La maison des copains italiens fait partie d’une propriété familiale qui a été divisée en un hôtel-restaurant, et de nombreux appartements. Plus loin sur le terrain, il y a une piscine. Pour y arriver, on traverse des champs d’oliviers. Les enfants d’ici nous ont guidés, faisant la course sur leurs VTT. Je persiste à ne pas aimer les piscines, mais dans ce cas précis, les cyprès, les dalles chaudes en terre cuite et la vue idyllique sur la campagne toscane œuvrent pour son charme.
En fin d’aprem, lorsqu’on en a notre claque du hamac et que les cigales nous filent la migraine, on part en ville manger une glace. La ville, c’est Sienne. Pour un gelato outing, c’est assez sensass. Dans l’enceinte fortifiée, un escalator mène au centre historique. On dirait un jeu vidéo: j’adore. Une fois dehors, on s’arrête au parc. En face, il y a une basilique. Une équipe en profite pour faire la visite. Je commence par rester sur le banc avec mon livre, pas pressée de voir une église.
Les autres reviennent et je marche jusqu’à la basilique. Je rentre. Ça me tombe dessus. C’est comme l’amour et comme la peur, comme le chagrin ou comme la joie, mais plus soudain, comme la jouissance. J’ai le souffle court, je pleure, il n’existe plus rien que cette église et moi. Je pense à Stendhal et au diaporama de Nan Goldin, à Arles, qui m’a émue aux larmes aussi. Le syndrome de Stendhal, c’est l’émerveillement de l’écrivain jusqu’au quasi-évanouissement devant l’art religieux à Florence.

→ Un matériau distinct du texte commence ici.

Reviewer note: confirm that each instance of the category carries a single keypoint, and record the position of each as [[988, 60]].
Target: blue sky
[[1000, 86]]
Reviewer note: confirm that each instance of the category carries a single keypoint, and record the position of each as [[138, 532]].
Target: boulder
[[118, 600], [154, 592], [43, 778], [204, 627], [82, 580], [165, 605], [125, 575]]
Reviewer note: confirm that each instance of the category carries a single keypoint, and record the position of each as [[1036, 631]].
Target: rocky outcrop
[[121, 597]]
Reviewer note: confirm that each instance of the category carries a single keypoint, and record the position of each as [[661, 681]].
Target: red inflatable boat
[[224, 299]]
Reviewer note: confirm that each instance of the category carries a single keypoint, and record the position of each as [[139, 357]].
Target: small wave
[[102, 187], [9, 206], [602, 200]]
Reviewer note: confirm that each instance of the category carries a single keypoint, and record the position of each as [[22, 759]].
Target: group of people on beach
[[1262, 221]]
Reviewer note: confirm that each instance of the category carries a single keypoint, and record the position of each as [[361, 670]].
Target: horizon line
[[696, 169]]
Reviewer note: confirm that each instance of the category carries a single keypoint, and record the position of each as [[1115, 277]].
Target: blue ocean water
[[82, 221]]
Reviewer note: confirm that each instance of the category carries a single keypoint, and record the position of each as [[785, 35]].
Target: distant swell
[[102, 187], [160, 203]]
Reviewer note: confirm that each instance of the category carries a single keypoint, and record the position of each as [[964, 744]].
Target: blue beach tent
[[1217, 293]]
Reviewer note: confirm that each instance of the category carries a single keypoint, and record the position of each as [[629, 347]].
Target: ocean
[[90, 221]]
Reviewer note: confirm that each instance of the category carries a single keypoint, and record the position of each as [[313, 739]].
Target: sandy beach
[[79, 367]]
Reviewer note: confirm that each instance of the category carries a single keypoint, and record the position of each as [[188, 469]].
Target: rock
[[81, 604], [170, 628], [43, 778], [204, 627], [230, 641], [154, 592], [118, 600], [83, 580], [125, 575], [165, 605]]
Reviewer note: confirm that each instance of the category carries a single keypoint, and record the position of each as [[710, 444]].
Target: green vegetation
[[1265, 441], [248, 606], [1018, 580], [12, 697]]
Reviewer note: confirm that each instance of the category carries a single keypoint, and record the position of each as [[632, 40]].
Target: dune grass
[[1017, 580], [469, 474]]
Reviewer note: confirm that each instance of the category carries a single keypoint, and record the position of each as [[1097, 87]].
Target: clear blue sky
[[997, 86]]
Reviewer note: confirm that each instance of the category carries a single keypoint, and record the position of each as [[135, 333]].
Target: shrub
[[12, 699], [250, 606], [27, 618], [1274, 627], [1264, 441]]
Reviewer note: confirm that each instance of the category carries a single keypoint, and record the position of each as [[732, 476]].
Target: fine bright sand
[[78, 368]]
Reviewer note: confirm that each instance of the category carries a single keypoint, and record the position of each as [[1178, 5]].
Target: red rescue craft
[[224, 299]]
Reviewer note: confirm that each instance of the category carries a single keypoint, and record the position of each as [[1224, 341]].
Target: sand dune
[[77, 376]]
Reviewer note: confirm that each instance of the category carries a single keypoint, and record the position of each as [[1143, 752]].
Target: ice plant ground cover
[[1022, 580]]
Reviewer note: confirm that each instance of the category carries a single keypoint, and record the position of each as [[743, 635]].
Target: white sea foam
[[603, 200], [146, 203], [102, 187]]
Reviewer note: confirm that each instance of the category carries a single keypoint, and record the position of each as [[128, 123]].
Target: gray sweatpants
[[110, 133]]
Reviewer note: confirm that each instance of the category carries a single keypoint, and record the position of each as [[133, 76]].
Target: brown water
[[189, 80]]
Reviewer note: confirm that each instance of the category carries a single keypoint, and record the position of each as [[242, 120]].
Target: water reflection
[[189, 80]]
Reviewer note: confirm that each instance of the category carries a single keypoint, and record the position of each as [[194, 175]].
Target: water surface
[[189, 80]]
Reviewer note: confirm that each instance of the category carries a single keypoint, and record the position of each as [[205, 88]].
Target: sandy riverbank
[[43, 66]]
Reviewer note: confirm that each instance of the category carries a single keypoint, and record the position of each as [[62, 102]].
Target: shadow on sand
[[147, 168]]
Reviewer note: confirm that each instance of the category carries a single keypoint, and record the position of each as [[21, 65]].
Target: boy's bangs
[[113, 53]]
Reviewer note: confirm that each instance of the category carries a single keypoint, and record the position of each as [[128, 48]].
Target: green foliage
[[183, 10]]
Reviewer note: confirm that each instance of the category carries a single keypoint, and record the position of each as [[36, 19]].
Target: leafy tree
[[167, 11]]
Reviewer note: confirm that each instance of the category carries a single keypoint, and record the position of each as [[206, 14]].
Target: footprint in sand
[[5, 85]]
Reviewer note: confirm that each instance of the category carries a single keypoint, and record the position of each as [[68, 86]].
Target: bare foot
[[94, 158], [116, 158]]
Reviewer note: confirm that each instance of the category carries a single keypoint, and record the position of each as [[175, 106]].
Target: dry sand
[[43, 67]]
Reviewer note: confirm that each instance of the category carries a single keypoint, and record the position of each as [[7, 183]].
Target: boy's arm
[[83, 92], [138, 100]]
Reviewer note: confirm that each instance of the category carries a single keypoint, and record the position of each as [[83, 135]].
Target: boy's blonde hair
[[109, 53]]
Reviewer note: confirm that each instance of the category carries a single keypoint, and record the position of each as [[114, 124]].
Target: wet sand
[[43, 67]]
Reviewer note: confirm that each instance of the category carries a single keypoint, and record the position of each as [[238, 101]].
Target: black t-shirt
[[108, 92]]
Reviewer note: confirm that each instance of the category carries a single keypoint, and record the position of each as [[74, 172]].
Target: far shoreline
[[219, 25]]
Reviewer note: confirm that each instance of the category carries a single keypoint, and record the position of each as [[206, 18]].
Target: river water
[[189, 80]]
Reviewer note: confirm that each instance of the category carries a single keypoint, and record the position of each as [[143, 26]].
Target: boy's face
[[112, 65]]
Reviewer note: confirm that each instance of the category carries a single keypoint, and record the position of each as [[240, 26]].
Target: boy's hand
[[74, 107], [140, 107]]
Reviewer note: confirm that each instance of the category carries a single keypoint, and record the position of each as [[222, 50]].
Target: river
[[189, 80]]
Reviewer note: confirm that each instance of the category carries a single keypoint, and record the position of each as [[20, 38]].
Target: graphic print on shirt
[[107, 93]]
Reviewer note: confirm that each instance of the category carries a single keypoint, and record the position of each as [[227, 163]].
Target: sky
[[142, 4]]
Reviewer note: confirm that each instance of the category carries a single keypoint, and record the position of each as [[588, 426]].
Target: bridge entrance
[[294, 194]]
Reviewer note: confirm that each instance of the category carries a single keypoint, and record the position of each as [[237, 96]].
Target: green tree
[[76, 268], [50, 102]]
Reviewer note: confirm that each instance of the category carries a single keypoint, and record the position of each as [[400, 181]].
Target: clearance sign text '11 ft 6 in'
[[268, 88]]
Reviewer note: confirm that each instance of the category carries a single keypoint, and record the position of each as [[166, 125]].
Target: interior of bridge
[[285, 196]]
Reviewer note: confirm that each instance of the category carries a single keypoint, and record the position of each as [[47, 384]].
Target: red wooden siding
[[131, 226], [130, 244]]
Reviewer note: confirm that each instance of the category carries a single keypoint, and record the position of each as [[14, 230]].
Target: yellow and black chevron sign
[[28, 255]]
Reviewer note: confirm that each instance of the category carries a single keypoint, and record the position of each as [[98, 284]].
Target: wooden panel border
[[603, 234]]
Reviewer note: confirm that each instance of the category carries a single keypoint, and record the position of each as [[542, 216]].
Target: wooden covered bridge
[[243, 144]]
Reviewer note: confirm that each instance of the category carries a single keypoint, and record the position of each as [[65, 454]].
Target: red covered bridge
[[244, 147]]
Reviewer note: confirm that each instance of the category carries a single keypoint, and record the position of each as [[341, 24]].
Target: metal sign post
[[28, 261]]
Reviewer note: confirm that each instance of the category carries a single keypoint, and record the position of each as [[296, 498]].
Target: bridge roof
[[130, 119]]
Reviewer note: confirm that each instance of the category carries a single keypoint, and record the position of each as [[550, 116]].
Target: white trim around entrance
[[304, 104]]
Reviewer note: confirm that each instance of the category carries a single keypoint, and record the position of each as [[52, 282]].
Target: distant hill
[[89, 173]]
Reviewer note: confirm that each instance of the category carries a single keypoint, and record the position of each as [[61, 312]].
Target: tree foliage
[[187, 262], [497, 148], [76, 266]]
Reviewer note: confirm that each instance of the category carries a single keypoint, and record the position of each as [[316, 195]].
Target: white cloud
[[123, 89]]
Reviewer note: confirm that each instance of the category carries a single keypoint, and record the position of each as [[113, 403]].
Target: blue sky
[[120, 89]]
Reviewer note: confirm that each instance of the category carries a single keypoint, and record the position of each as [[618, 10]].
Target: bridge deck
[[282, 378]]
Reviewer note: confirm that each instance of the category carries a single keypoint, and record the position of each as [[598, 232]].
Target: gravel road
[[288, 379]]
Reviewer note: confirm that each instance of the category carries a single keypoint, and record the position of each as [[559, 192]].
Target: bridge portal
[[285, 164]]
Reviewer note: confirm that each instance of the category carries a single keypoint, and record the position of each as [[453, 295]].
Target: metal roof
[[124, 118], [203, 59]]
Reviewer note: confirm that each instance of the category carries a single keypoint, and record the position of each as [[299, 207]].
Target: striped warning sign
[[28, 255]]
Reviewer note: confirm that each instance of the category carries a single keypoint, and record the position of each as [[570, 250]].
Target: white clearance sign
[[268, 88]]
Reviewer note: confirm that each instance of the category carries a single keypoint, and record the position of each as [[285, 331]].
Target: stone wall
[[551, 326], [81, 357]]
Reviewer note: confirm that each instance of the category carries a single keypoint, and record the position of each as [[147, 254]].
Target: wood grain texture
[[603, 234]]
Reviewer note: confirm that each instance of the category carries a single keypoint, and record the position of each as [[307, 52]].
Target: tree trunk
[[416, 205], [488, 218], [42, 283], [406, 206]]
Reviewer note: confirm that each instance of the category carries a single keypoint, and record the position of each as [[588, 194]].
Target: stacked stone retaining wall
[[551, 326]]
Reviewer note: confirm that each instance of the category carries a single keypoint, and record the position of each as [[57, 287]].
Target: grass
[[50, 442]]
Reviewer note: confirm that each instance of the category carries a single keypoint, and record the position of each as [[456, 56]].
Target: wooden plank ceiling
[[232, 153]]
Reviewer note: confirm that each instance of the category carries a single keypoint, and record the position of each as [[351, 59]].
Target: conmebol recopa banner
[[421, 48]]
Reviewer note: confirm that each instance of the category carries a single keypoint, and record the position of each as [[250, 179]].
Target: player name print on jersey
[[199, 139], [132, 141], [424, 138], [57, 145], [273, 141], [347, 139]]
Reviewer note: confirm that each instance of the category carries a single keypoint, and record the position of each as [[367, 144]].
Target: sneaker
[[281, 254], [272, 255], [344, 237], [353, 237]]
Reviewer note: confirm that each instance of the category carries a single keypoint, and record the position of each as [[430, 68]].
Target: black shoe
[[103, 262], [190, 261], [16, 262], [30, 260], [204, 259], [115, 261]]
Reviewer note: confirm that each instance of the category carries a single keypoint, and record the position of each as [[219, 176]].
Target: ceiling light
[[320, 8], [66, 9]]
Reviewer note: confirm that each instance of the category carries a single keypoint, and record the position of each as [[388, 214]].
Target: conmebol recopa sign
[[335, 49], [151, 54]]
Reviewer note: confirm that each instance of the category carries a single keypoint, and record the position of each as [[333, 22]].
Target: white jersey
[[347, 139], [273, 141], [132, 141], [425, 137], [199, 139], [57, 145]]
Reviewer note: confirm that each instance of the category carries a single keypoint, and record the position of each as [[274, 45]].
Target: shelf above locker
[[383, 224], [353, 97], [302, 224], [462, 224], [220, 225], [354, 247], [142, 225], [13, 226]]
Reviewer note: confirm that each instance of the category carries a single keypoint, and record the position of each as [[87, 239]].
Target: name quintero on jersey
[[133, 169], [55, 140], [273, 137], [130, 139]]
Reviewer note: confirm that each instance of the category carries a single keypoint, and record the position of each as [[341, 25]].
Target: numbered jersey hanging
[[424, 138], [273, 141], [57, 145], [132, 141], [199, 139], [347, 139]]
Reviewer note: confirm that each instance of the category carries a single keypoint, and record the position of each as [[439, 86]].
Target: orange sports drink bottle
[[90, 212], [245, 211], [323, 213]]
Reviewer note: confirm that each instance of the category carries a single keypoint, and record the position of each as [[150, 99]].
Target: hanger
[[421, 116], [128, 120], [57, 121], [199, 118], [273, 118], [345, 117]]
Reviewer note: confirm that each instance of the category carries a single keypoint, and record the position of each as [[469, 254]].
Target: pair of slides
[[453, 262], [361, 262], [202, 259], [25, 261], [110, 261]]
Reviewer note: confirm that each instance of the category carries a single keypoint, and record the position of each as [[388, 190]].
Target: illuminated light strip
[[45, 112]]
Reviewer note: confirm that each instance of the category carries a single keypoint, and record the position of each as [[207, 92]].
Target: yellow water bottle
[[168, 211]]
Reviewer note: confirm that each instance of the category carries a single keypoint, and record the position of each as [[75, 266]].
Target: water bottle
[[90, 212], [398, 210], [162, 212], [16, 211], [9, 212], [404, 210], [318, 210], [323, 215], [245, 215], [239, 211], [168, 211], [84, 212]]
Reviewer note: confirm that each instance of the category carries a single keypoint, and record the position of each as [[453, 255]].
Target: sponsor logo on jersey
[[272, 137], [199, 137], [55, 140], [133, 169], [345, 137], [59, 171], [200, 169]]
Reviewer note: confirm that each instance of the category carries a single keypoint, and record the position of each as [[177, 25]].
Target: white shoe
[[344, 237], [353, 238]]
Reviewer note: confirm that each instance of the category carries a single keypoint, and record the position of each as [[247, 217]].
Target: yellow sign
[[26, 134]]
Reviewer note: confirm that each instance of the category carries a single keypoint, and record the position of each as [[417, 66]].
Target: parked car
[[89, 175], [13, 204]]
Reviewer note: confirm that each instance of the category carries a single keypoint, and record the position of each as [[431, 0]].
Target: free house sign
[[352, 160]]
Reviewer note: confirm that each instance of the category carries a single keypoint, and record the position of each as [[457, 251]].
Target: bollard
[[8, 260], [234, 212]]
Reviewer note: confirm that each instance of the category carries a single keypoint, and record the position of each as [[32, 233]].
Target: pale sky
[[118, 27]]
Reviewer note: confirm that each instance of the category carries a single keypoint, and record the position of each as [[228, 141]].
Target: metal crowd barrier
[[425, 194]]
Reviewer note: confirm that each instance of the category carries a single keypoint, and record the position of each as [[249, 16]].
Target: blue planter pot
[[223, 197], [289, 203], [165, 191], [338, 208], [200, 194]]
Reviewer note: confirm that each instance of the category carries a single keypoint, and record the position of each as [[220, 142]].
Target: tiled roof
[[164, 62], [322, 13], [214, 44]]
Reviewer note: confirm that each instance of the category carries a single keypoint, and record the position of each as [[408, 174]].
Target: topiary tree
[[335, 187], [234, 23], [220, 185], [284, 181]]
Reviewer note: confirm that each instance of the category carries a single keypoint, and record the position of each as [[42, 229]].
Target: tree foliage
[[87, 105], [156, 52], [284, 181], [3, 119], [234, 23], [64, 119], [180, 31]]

Je veux décrire même si c’est vain. Les murs rayés de noir et de blanc, simples et purs, solides, hauts jusqu’au ciel, jurent avec la richesse et la finesse des vitraux. Les couleurs se mêlent, reflétées par le soleil, sur les alcôves. Je repense à ce détail, et je repleure. Quelle chance de ressentir si fort les transes du cœur – mystiques, amoureuses, esthétiques. Sur le parvis, un groupe joyeux me demande de les photographier. Ce sont des pèlerins de Dieu. Plus tard, sur le chemin du glacier, ils tentent de me recruter.